Torrents of burning sand sweep before it, a thick veil of darkness envelopes the firmament, and the sun assumes a blood-red hue.

“That crimson haze
By which the prostrate caravan is awed
In the red desert when the wind’s abroad.”[58]

When the Simoom rises, says M. Martins,[59] the air is filled with dust of such extreme fineness that it makes its way through objects hermetically sealed, penetrates into the eyes, the ears, and the organs of respiration. A burning heat, like that which breathes from the mouth of a furnace, possesses the air, and paralyzes the strength of men and animals. Seated on the sand, with their backs turned to windward, the Arabs, wrapped in their burnous, wait with fatalistic resignation the end of the torment; their camels crouching, exhausted, panting, stretch their long necks upon the scorching soil. Seen through this powdery haze, the sun’s disc, shorn of its beams, shows pale and ghastly as that of the moon.

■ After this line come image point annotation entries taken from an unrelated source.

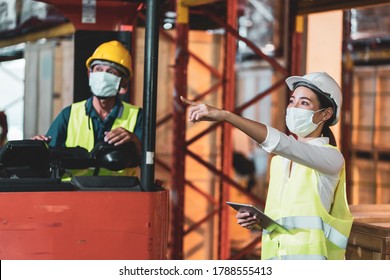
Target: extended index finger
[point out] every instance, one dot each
(188, 102)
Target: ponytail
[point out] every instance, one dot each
(327, 132)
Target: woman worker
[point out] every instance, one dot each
(307, 175)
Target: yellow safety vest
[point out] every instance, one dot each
(79, 134)
(296, 204)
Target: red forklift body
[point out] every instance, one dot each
(105, 225)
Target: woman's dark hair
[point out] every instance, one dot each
(325, 102)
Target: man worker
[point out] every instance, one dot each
(103, 116)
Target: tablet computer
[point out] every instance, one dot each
(265, 221)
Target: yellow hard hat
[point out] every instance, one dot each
(114, 52)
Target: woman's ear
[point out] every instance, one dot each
(328, 114)
(124, 86)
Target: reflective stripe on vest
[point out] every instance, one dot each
(310, 222)
(295, 203)
(81, 134)
(299, 257)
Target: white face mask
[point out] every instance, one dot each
(300, 121)
(104, 84)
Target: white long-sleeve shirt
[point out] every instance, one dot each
(327, 161)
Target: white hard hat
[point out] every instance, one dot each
(320, 82)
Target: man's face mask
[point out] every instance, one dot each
(104, 84)
(300, 121)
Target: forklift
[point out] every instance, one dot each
(43, 216)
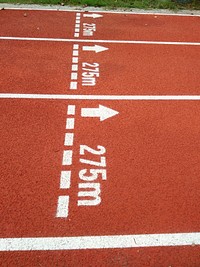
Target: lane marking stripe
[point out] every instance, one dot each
(71, 110)
(97, 242)
(70, 123)
(69, 139)
(63, 207)
(100, 97)
(62, 9)
(74, 76)
(67, 157)
(74, 66)
(75, 60)
(75, 53)
(73, 85)
(65, 179)
(99, 41)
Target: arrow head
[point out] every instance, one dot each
(106, 113)
(95, 16)
(99, 48)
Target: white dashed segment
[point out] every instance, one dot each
(65, 175)
(73, 85)
(67, 157)
(74, 67)
(77, 25)
(65, 179)
(74, 73)
(70, 123)
(69, 139)
(71, 110)
(63, 207)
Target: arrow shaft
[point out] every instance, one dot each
(88, 16)
(90, 112)
(88, 48)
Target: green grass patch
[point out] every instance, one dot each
(141, 4)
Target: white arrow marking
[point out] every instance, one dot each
(95, 48)
(102, 112)
(94, 16)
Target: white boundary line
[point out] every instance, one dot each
(99, 97)
(163, 12)
(98, 41)
(99, 242)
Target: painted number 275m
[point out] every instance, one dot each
(89, 190)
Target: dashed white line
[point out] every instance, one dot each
(74, 67)
(76, 46)
(71, 110)
(63, 207)
(67, 157)
(65, 179)
(69, 139)
(70, 123)
(74, 76)
(73, 85)
(75, 53)
(75, 60)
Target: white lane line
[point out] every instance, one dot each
(75, 53)
(74, 76)
(69, 139)
(65, 179)
(71, 110)
(101, 97)
(75, 46)
(63, 207)
(75, 60)
(70, 123)
(100, 41)
(63, 9)
(98, 242)
(73, 85)
(74, 67)
(67, 157)
(77, 30)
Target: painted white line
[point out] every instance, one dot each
(65, 9)
(70, 123)
(76, 46)
(99, 242)
(75, 60)
(67, 157)
(74, 76)
(101, 97)
(69, 139)
(147, 13)
(75, 53)
(73, 85)
(77, 30)
(100, 41)
(74, 67)
(65, 179)
(63, 207)
(71, 110)
(87, 33)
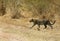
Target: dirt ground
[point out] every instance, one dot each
(22, 32)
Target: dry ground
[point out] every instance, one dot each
(19, 30)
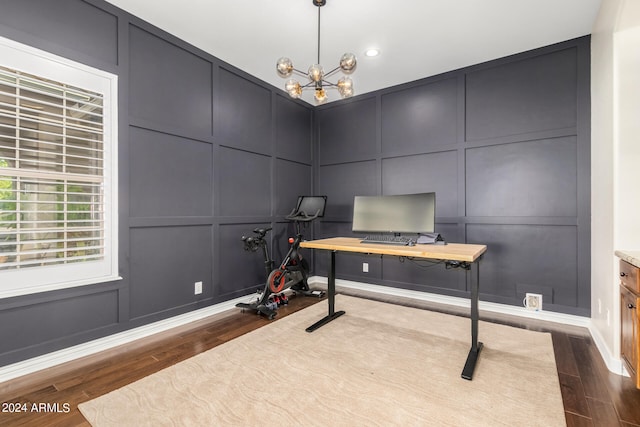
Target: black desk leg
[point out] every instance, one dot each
(470, 365)
(331, 296)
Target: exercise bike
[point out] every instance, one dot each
(292, 273)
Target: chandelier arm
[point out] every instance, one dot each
(300, 72)
(332, 71)
(329, 84)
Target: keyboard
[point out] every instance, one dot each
(389, 240)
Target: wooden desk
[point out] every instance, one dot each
(455, 255)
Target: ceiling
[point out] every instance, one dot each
(416, 38)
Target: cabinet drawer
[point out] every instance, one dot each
(629, 276)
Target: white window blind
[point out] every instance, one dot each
(51, 172)
(57, 175)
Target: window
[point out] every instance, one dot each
(58, 209)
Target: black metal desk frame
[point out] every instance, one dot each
(476, 346)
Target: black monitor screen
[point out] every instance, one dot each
(408, 213)
(311, 205)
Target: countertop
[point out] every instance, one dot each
(632, 257)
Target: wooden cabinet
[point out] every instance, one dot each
(629, 303)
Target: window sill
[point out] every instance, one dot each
(10, 293)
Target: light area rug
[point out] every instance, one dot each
(377, 365)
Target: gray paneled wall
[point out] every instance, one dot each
(206, 154)
(505, 145)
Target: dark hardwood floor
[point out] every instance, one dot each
(592, 395)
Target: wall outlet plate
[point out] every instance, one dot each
(533, 302)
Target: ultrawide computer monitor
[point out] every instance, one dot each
(407, 213)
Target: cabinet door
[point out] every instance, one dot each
(628, 330)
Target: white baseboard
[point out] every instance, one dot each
(614, 364)
(49, 360)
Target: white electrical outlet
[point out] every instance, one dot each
(533, 302)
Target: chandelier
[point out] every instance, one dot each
(316, 75)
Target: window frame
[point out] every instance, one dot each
(32, 280)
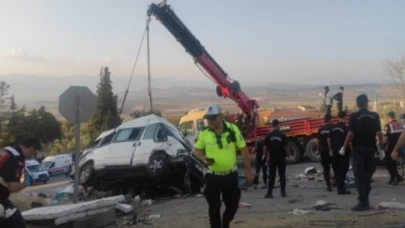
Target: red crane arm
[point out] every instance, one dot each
(226, 87)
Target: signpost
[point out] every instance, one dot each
(77, 104)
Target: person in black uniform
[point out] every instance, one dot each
(260, 162)
(364, 128)
(276, 147)
(338, 97)
(393, 130)
(336, 139)
(323, 148)
(12, 163)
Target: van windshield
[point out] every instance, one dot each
(46, 164)
(35, 168)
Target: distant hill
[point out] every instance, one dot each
(174, 97)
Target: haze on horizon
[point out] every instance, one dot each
(310, 42)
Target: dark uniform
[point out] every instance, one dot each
(275, 142)
(260, 163)
(222, 176)
(12, 163)
(339, 100)
(392, 131)
(364, 124)
(337, 135)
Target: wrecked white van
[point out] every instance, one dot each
(145, 149)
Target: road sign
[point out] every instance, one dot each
(77, 104)
(67, 103)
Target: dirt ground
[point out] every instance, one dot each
(302, 194)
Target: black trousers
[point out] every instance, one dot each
(342, 166)
(274, 165)
(391, 165)
(363, 169)
(229, 187)
(326, 162)
(260, 165)
(328, 110)
(15, 221)
(339, 105)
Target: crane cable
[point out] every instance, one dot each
(133, 70)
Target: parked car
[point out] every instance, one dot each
(57, 164)
(35, 171)
(145, 151)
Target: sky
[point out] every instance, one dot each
(284, 41)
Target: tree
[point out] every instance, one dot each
(139, 113)
(107, 116)
(395, 69)
(4, 99)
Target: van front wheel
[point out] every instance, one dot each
(158, 165)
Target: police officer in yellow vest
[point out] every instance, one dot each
(220, 142)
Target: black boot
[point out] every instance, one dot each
(283, 194)
(362, 205)
(269, 195)
(343, 191)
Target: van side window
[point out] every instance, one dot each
(150, 131)
(187, 127)
(106, 140)
(200, 124)
(130, 134)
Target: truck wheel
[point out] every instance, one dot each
(86, 173)
(158, 165)
(311, 152)
(235, 87)
(295, 150)
(219, 91)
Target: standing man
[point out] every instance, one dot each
(364, 128)
(220, 142)
(323, 148)
(260, 162)
(12, 163)
(328, 100)
(393, 130)
(336, 140)
(338, 97)
(275, 145)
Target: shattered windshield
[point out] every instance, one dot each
(35, 168)
(46, 164)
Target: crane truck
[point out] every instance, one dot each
(301, 133)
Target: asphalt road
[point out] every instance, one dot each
(277, 212)
(54, 183)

Fortunately, the phenomenon never prevails over any very considerable area, and beyond its limits the atmosphere remains serene and calm; so that travellers who have watched it approaching in the form of a reddish cloud, without being able to calculate on its direction, have often escaped with no worse result than a panic, and have only witnessed its terrible effects at a distance.

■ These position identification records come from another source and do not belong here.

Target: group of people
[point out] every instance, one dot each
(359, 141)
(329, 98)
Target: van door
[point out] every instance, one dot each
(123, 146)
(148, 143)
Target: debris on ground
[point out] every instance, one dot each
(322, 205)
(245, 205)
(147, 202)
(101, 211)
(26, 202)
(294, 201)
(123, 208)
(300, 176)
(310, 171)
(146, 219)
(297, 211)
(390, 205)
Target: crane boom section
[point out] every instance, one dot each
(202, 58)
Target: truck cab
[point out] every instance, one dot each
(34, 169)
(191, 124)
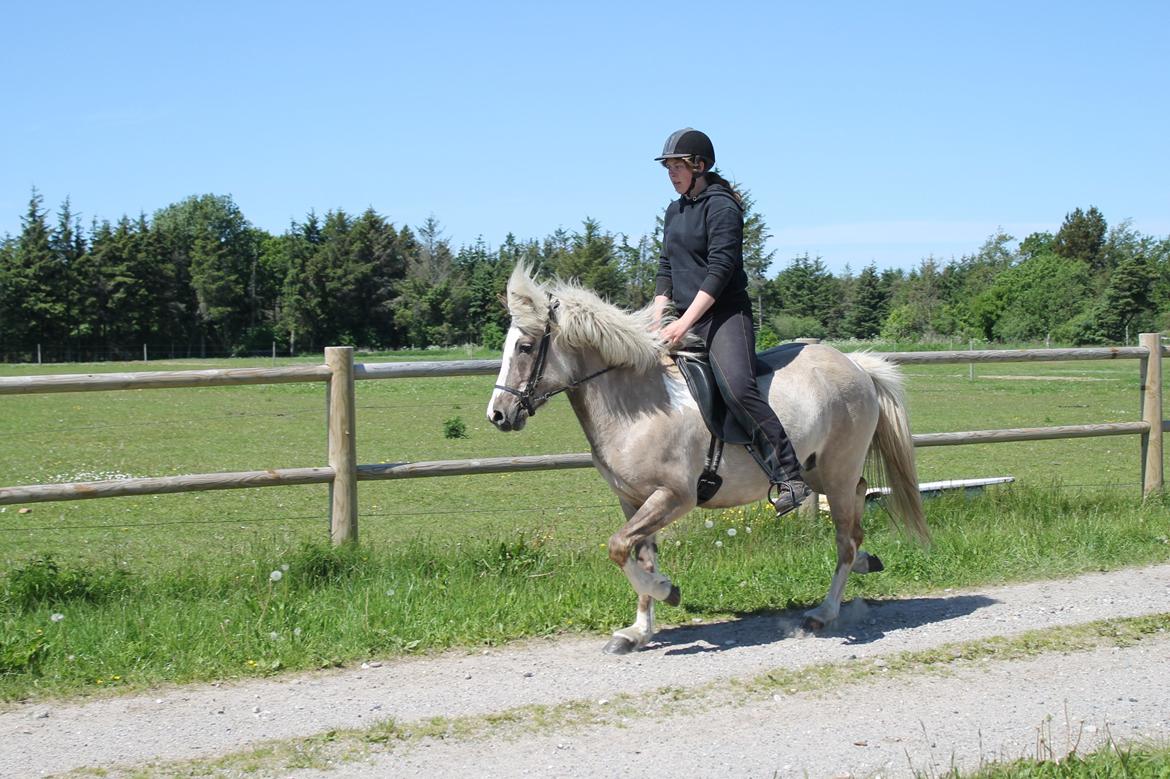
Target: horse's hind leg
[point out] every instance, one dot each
(635, 636)
(846, 510)
(864, 562)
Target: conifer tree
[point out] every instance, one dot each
(867, 307)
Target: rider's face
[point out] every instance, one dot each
(680, 174)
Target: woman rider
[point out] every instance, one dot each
(701, 273)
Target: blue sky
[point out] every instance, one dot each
(865, 131)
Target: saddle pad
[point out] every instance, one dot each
(704, 388)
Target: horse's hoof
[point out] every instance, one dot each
(812, 625)
(675, 595)
(619, 645)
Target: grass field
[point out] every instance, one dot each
(179, 587)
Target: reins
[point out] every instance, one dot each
(528, 397)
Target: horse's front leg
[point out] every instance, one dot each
(638, 635)
(634, 550)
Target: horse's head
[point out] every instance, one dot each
(528, 367)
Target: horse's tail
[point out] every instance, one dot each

It must not, however, be confounded with the sand-storms which the pilgrim encounters in the Arabian Desert, and which seem confined to that region. Dean Stanley, on his route from Suez to Sinai, met with one which prevailed the whole day. “Imagine,” he says, “the caravan toiling against this,—the Bedouins each with his shawl thrown completely over his head, half of the riders sitting backwards,—the camels, meantime thus virtually left without guidance, though from time to time throwing their long necks sideways to avoid the blast, yet moving straight onwards with a painful sense of duty truly edifying to behold. Through the tempest, this roaring and driving tempest, which sometimes made me think that this must be the real meaning of ‘a howling wilderness,’ we rode on the whole day.”[60]

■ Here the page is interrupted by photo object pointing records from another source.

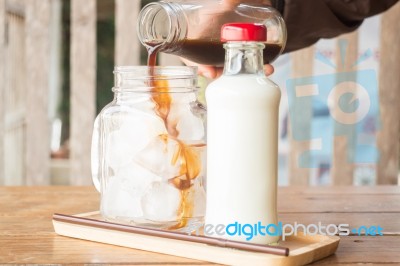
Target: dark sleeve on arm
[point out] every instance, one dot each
(308, 21)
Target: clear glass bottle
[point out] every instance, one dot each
(242, 137)
(191, 28)
(148, 149)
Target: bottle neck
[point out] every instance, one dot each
(244, 58)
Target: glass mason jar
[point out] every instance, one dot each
(148, 148)
(192, 28)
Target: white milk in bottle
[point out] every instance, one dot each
(242, 139)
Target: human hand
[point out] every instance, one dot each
(213, 72)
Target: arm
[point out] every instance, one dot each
(308, 21)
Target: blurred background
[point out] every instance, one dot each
(57, 58)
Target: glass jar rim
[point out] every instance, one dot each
(159, 72)
(138, 79)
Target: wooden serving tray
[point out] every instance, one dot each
(303, 249)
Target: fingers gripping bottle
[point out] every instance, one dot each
(242, 140)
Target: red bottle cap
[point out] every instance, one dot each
(243, 32)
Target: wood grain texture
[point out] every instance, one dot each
(83, 88)
(344, 146)
(2, 85)
(389, 97)
(27, 236)
(302, 66)
(127, 45)
(37, 90)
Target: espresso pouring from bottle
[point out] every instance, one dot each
(191, 29)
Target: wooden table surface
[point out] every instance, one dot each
(27, 236)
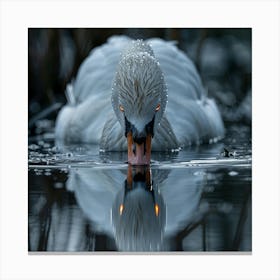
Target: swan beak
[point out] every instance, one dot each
(139, 154)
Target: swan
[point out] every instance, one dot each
(138, 96)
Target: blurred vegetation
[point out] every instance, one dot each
(221, 55)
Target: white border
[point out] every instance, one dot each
(17, 16)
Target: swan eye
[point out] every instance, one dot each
(121, 108)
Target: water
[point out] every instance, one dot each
(196, 200)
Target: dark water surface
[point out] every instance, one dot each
(196, 200)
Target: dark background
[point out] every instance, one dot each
(222, 57)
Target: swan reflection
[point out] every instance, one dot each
(138, 213)
(141, 209)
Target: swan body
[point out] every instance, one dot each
(129, 91)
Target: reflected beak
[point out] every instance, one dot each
(139, 154)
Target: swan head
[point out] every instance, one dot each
(139, 96)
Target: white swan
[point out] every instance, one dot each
(133, 77)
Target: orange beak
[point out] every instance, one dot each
(139, 154)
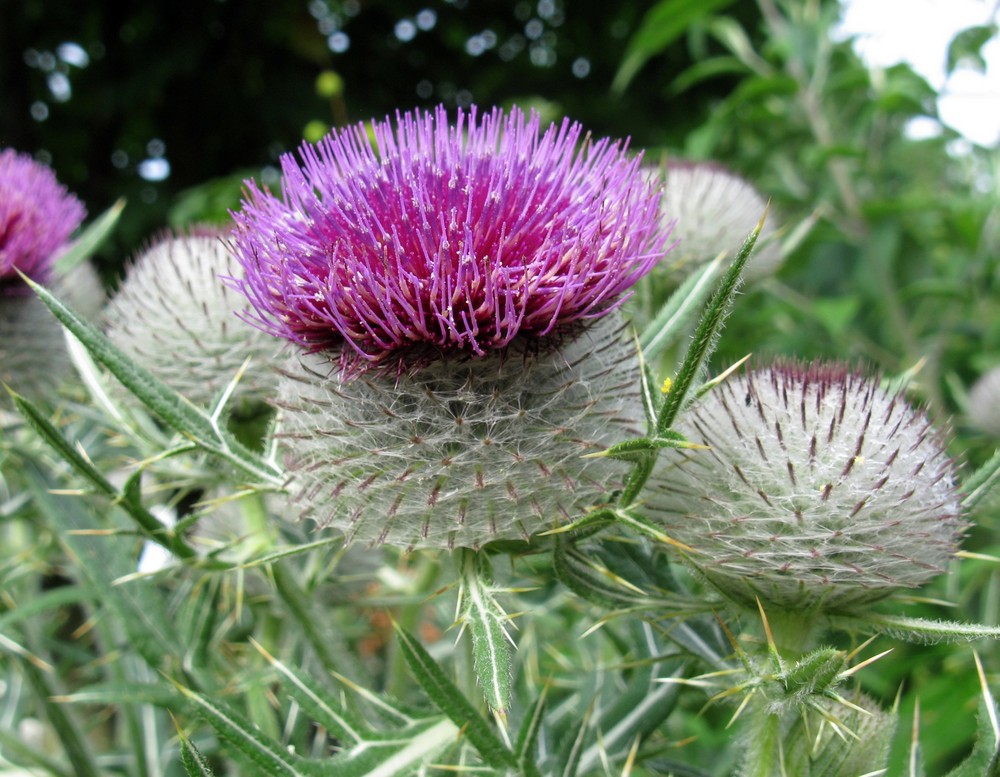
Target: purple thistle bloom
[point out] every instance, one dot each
(37, 216)
(432, 238)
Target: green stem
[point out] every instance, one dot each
(764, 753)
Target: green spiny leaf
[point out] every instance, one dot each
(91, 239)
(325, 710)
(486, 622)
(147, 522)
(920, 630)
(195, 764)
(584, 578)
(447, 698)
(527, 735)
(176, 411)
(672, 321)
(246, 740)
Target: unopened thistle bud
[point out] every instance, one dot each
(175, 316)
(984, 403)
(37, 217)
(713, 211)
(819, 489)
(449, 286)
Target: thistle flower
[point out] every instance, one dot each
(819, 489)
(174, 315)
(451, 286)
(454, 238)
(714, 210)
(37, 216)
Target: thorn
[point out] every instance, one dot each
(866, 662)
(772, 649)
(991, 708)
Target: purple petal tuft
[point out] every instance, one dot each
(456, 238)
(37, 216)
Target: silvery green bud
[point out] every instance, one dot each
(33, 356)
(713, 211)
(818, 490)
(175, 316)
(462, 452)
(984, 403)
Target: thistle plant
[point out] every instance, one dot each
(37, 217)
(818, 490)
(713, 209)
(174, 315)
(451, 289)
(431, 307)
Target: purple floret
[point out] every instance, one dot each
(455, 238)
(37, 216)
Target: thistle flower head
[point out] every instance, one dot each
(429, 238)
(37, 216)
(462, 452)
(713, 210)
(175, 316)
(818, 490)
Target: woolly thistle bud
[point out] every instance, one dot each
(175, 316)
(33, 355)
(819, 489)
(714, 210)
(455, 273)
(37, 216)
(984, 403)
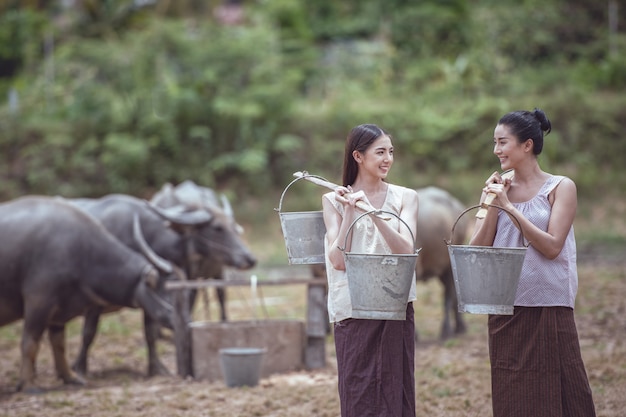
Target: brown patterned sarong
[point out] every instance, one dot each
(536, 366)
(376, 365)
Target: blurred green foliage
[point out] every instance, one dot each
(111, 97)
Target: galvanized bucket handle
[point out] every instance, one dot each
(376, 212)
(523, 238)
(280, 203)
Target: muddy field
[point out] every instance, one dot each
(452, 378)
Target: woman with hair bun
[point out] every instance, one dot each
(536, 365)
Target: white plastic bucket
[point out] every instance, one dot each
(241, 366)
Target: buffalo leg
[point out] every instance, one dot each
(151, 333)
(450, 305)
(90, 328)
(56, 335)
(31, 339)
(221, 297)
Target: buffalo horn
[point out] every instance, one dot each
(147, 251)
(227, 207)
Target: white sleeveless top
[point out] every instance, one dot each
(543, 282)
(365, 239)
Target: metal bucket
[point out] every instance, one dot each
(303, 232)
(379, 284)
(486, 277)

A French cavalier, M. Trémaux, while crossing the Desert of Korosko, had the good fortune to witness the course of a Simoom, while himself in a position of safety.

It was the 8th of February 1848. The horizon in the south-west wore a hue of the evillest augury. Gusts of wind, which seemed to have issued from some red-hot brazier, beat in the face of the travellers. The camel-drivers, accustomed to interpret these sinister signs, and assured that a tempest was at hand, felt themselves called upon to give M. Trémaux a few counsels, which were by no means reassuring.

“As soon as the storm darkens the air,” said one of them, “by surrounding us with a cloud of sand, we must throw ourselves prone on the ground, wrap our heads in our finest stuffs, to protect our respiration from this sand, which burns the throat. It will be useless to trouble ourselves about the camels; they will lie down of their own accord, bend their head against their burden, and never stir so long as the tempest lasts. If the sand accumulates by our side, we must move in such a manner as to prevent it from covering us, making it roll under itself, but without exposing our heads. Remember these things carefully; and the will of God be done!

“That is not all,” added another; “when the water-bags are partly shrunken, as are ours at this moment, and the Khamsin blows for some time, it finishes by completely drying them up.”